Sobald eine angeborene Schilddrüsenunterfunktion diagnostiziert wurde, können bildgebende Verfahren, wie Radionuklidscanning oder Ultraschalluntersuchungen durchgeführt werden, um die Größe und Lage der Schilddrüse zu bestimmen.

Bei älteren Kindern und Jugendlichen mit Verdacht auf Schilddrüsenunterfunktion werden zudem Schilddrüsenfunktionstests durchgeführt. Biotin ist ein gebräuchliches rezeptfreies Nahrungsergänzungsmittel, das die Schilddrüsenfunktionstests beeinträchtigen kann, indem bei bestimmten Hormonen zu falschen Werten führt. Die Anwendung von Biotin sollte mindestens 2 Tage vor der Durchführung der Tests abgesetzt werden. Eine Ultraschalluntersuchung kann auch durchgeführt werden, wenn sich die Schilddrüse asymmetrisch anfühlt oder der Arzt eine Wucherung (Knötchen) der Schilddrüse ertastet.

Es können Magnetresonanztomografien (MRT) des Gehirns und der Hypophyse bei Kindern mit zentraler Schilddrüsenunterfunktion durchgeführt werden, um Hirnprobleme auszuschließen.

Prognose

Die meisten behandelten Kinder entwickeln sich motorisch und geistig normal.

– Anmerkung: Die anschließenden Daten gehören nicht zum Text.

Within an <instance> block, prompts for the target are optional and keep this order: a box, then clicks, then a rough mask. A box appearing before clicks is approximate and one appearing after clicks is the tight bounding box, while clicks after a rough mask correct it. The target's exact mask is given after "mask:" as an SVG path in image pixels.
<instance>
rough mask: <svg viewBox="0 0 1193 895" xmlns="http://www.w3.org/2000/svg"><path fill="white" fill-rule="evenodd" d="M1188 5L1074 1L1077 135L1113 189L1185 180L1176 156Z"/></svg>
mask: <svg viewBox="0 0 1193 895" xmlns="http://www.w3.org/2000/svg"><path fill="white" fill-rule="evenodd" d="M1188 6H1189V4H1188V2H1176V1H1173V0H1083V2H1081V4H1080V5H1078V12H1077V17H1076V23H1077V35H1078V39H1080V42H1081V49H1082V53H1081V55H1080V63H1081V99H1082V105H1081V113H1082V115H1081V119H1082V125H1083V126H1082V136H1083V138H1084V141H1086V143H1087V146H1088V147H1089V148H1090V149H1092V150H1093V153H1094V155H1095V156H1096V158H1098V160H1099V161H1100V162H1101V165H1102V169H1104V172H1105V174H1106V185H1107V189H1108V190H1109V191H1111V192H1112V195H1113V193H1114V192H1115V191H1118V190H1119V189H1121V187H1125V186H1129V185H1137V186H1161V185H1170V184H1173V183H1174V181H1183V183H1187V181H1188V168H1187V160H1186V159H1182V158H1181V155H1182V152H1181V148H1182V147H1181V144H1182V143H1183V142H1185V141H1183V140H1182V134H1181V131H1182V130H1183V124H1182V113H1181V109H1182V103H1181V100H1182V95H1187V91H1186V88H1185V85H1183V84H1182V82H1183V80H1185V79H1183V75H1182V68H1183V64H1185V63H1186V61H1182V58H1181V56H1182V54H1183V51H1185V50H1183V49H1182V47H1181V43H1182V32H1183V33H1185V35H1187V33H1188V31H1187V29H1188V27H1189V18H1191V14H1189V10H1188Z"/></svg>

Die meisten Kinder mit Schilddrüsenunterfunktion, die ihre Medikamente richtig einnehmen, erreichen ein normales Wachstum und entwickeln sich normal.

Behandlung

  • Schilddrüsenhormonersatz

Kinder mit angeborener oder erworbener Hypothyreose erhalten normalerweise das synthetische Schilddrüsenhormon Levothyroxin. Kindern wird in der Regel ein Schilddrüsenhormonersatz in Tablettenform verabreicht. Bei Säuglingen können Tabletten zerkleinert, mit einer kleinen Menge (1 bis 2 Milliliter) Wasser, Muttermilch oder Säuglingsnahrung (nicht auf Sojabasis) gemischt und mit einer Spritze oral verabreicht werden. Das Hormon sollte nicht zusammen mit einer Säuglingsnahrung auf Sojabasis oder mit Eisen- oder Kalziumergänzungsmitteln gegeben werden, da diese die Aufnahme des Ersatz-Schilddrüsenhormons hemmen können. Flüssige Formulierungen sind für Kinder jeden Alters im Handel erhältlich, aber es gibt nur begrenzte Erfahrung mit der Anwendung dieser Formulierungen bei der Behandlung einer angeborenen Hypothyreose.

Die meisten Kinder mit angeborener oder erworbener Hypothyreose müssen lebenslang Schilddrüsenhormone einnehmen. Einige Kinder mit angeborener Schilddrüsenunterfunktion, für gewöhnlich diejenigen, die keine Dosis nach dem Kindheitsalter benötigen, können unter Umständen die Behandlung nach dem 3. Lebensjahr beenden.

Abhängig vom Alter werden die Kinder weiterhin in regelmäßigen Abständen überwacht. In den ersten Lebensjahren werden die Kinder häufiger überwacht.